Deze regeling treedt zo spoedig mogelijk in werking omdat het overgangsrecht voor het opnemen van het derdenbeding en het aangaan van een modelovereenkomst op 1 januari 2019 zou eindigen.

Toezicht en handhaving

Het zorgkantoor houdt toezicht op de rechtmatige besteding van het pgb door de budgethouder. De overeenkomsten tussen budgethouders en zorgverleners moeten voldoen aan de gestelde regels, zodat zij rechtmatig zijn. Ook de Nederlandse Zorgautoriteit houdt hier toezicht op. Om een toename van onrechtmatige overeenkomsten tegen te gaan is besloten om de termijn van 1 januari 2019 uit te stellen naar 1 juli 2019.
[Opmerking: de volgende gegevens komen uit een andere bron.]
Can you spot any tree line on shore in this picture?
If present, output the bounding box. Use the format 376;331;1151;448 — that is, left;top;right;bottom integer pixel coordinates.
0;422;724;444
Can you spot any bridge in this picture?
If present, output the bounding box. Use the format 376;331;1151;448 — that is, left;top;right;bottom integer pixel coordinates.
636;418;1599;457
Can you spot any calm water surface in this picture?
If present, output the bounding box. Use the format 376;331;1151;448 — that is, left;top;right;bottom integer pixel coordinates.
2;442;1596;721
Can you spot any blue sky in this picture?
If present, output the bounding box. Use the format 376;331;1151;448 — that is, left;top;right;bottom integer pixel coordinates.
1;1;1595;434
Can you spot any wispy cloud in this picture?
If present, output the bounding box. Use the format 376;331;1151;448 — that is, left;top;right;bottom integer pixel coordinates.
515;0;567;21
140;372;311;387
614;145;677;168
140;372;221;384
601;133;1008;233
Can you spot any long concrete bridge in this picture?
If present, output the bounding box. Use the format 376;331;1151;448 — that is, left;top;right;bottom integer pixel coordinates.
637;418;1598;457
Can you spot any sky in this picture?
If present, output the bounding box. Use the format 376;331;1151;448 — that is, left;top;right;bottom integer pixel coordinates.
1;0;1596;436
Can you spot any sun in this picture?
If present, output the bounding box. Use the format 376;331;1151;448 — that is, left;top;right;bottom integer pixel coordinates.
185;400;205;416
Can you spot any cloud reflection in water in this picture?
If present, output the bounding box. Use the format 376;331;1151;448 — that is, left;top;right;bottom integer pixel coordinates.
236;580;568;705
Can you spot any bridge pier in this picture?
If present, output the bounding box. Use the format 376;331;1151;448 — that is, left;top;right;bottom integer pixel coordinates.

Bestuurlijke en administratieve lasten

Er is een eenmalige beperkte regeldruk (kennisnemingskosten en incidenteel contractaanpassing). De ATR kan zich vinden in de analyse en conclusie ten aanzien van de regeldrukgevolgen.

Fraudetoets

Om een verhoging van het aantal onrechtmatige zorgovereenkomsten te voorkomen is besloten om de termijn van 1 januari 2019 uit te stellen naar 1 juli 2019. Zorgovereenkomsten worden tussentijds door zorgkantoren (bij administratieve controles en huisbezoeken) gecontroleerd. De kans op aanvullende frauderisico’s is beperkt.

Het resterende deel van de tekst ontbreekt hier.